Namun trupanya aku keliru.
Kisah
Ryuzaki Ryoma memang sudah berakhir…
…tapi itu
hanya akhir sementara.
“Oke,
sekian dulu untuk saat ini! Agak panjang, tapi cukup sekian untuk
pengumumannya. Nah... hmm... dia seharusnya sudah tiba sebentar lagi—”
Tepat
saat Suzuki-sensei memeriksa jam, pintu kelas tiba-tiba terbuka.
“Haloo♪
Ini dia penampilan perdana Mary-san! Aku dari Amerika, tapi aku bisa bahasa
Jepang, jadi ayo kita berteman, oke~☆”
Seorang
gadis cantik berambut pirang dan bermata biru melangkah memasuki kelas. Dan
pada saat itu juga, semua orang di kelas mungkin memiliki pemikiran yang sama:
Dia
cantik ── .
Namun itu
bukan sekedar kecantikan biasa.
Sosoknya
yang glamor dan memikat mata. Rambut pirang keemasannya yang halus dan berkilau
yang tak tergantikan oleh salon mana pun. Kulitnya yang seputih salju dan tanpa
cela. Setiap fitur wajahnya dengan mudah melampaui batas-batas yang biasa
disebut
‘normal’.
Dia—sama
seperti Shimotsuki Shiho.
Penampilannya
tidak diragukan lagi termasuk dalam kategori luar biasa.
“Jadi
ya, kita punya murid pindahan baru! Mary-san datang jauh-jauh dari Amerika,
jadi pastikan kamu membantunya di Jepang!”
“Yoroshiku
onegai shimasu!…Ah!”
Dan
kemudian—begitu saja—matanya berbinar saat dia melihat Ryuzaki.
“Ryoma!?
Aku enggak tahu kamu sekolah di sini... ini pasti takdir!”
“Hah?
Mary-san, kamu kenal Ryuzaki-kun?”
“Iyaaa~♪
Dia menyelamatkanku pagi ini ketika aku hampir tertabrak mobil!”
“…I-Itu
pertemuan pertama yang cukup dramatis.”
Guru wali
kelas kami, Suzuki-sensei, mencoba berbicara
padanya, tetapi Mary hanya tertarik pada Ryuzaki.
“Ryoma,
aku mengandalkanmu mulai sekarang, oke?”
Itu
seperti sesuatu yang langsung diambil dari bab pertama sebuah komedi romantis. Melihat
gadis pirang cantik itu berlari gembira ke arahnya, aku merasakan rasa takut
yang tak dapat dielakkan.
(Apa jangan-jangan ini... perombakan pemeran?)
Memperkenalkan
heroine utama
baru untuk menghindari stagnasi alur cerita—jenis “perombakan pemeran”
seperti ini merupakan kiasan yang umum.
Yang
hanya bisa berarti satu hal…
Film
komedi romantis garapan Ryuzaki Ryoma mulai lagi.
Sama
seperti seri jilid kedua yang melanjutkan seri pertama yang ditinggalkan.
◆◆◆◆
Mary
Parker.
Seorang gadis pertukaran
pelajar
yang lahir dan besar di Amerika.

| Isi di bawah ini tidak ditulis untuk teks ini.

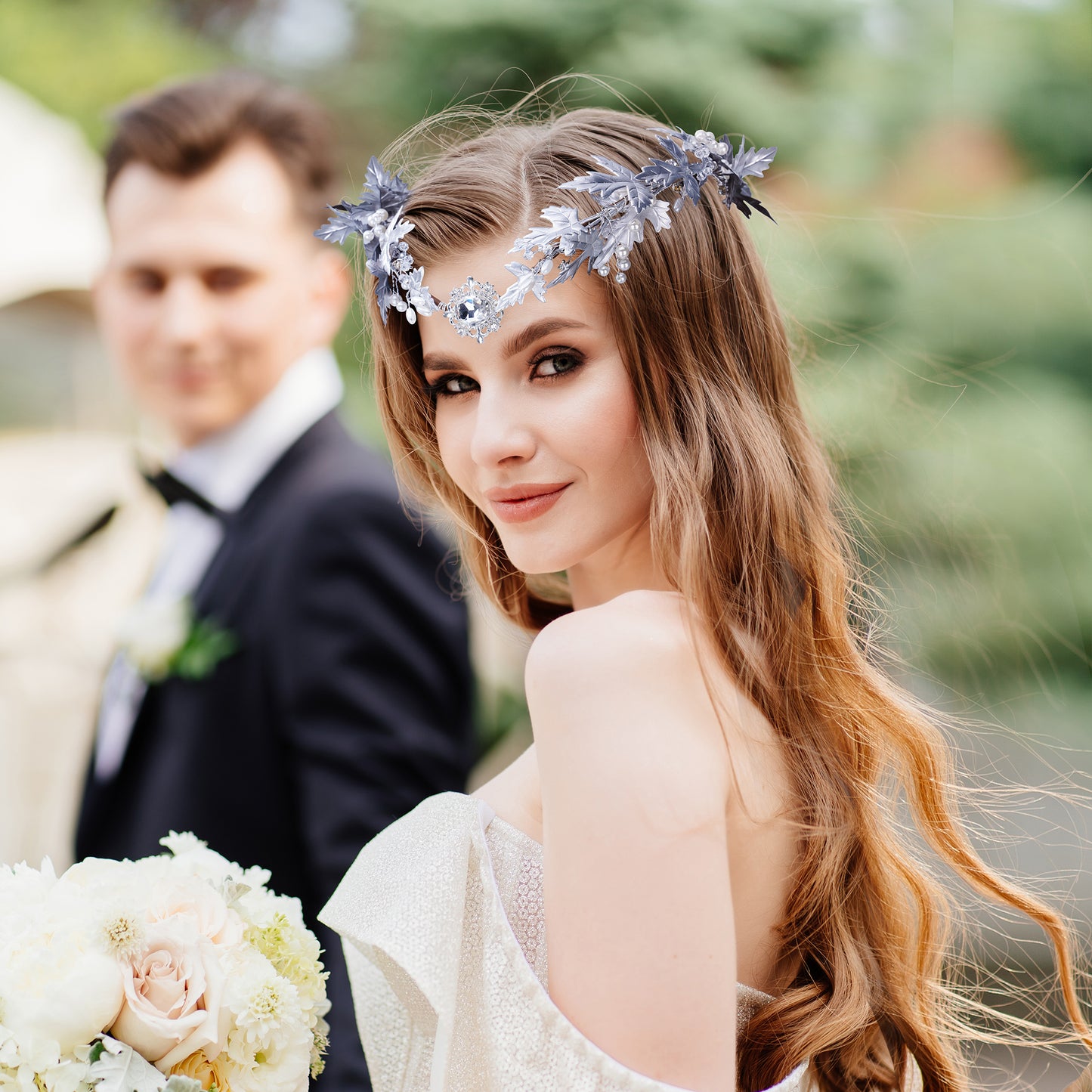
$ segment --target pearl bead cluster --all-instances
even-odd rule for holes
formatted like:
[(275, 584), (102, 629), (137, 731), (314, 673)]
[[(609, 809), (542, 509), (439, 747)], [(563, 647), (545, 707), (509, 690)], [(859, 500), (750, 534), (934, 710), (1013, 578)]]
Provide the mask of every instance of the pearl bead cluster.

Rupanya, dia adalah penggemar budaya
Jepang dan sering mengunjungi Jepang bersama keluarganya saat masih
kecil.
Kepribadiannya
ceria dari awal hingga akhir—selalu tersenyum, selalu penuh energi. Sifatnya
yang periang dan supel membuatnya langsung populer di kalangan teman-teman
sekelas, dan hanya dalam seminggu setelah kepindahannya, dia sudah punya
banyak teman.
Sudah
seminggu sejak dia bergabung dengan kelas kami. Aku menghabiskan waktu
itu mengamatinya dalam diam—dan dengan begitu, aku jadi memahami sesuatu dengan
sangat jelas.
Mary-san,
tanpa diragukan lagi, adalah seseorang yang memiliki kualitas
istimewa —kehadiran karakter khas yang membuatnya menonjol.
Pertama,
keluarganya kaya— sangat kaya, dari apa yang kudengar.
“HAHAHA!
Ryoma, lain kali mau main ke rumahku? Rumahnya luas banget, jadi kamu pasti bisa
main sepuasnya!”
Menurut
rumor, rumahnya praktis merupakan istana yang tak terbayangkan.
Dia juga
memiliki kemampuan atletik yang luar biasa.
“Ryoma,
aku baru saja larinya super cepat, kan? Di Amerika, kamu harus secepat ini atau
kamu tidak akan bisa menghindari peluru, tahu~☆”
Saat
pelajaran olahraga, dia membuat lelucon seperti itu sambil berlari lebih cepat
dari anak-anak laki-laki dari tim lari.
Kemampuan
fisiknya melampaui perbedaan gender—jelas tidak normal.
Selain
itu, dia juga berbakat dalam bidang akademis.
“Ryoma,
aku dapat nilai sempurna di tes bahasa Jepang! Mungkin aku jenius
♪”
Dia
dengan mudah menjawab soal-soal tata bahasa klasik yang sulit dan lulus ujian
dengan nilai sempurna. Bahkan, dia tampak selalu mendapat nilai sempurna di
setiap mata pelajaran—mungkin dia tidak punya kelemahan sama sekali.
Kepribadiannya,
penampilannya, latar belakangnya, kemampuan atletisnya, kecerdasannya—semua
tentangnya adalah yang terbaik.
Singkatnya, dia adalah heroine
yang sempurna.
Ini sama
sekali tidak normal. Sama seperti Shiho, dia berada di kelas yang sama sekali
berbeda.
Namun—ada
satu perbedaan yang jelas antara dia dan Shiho.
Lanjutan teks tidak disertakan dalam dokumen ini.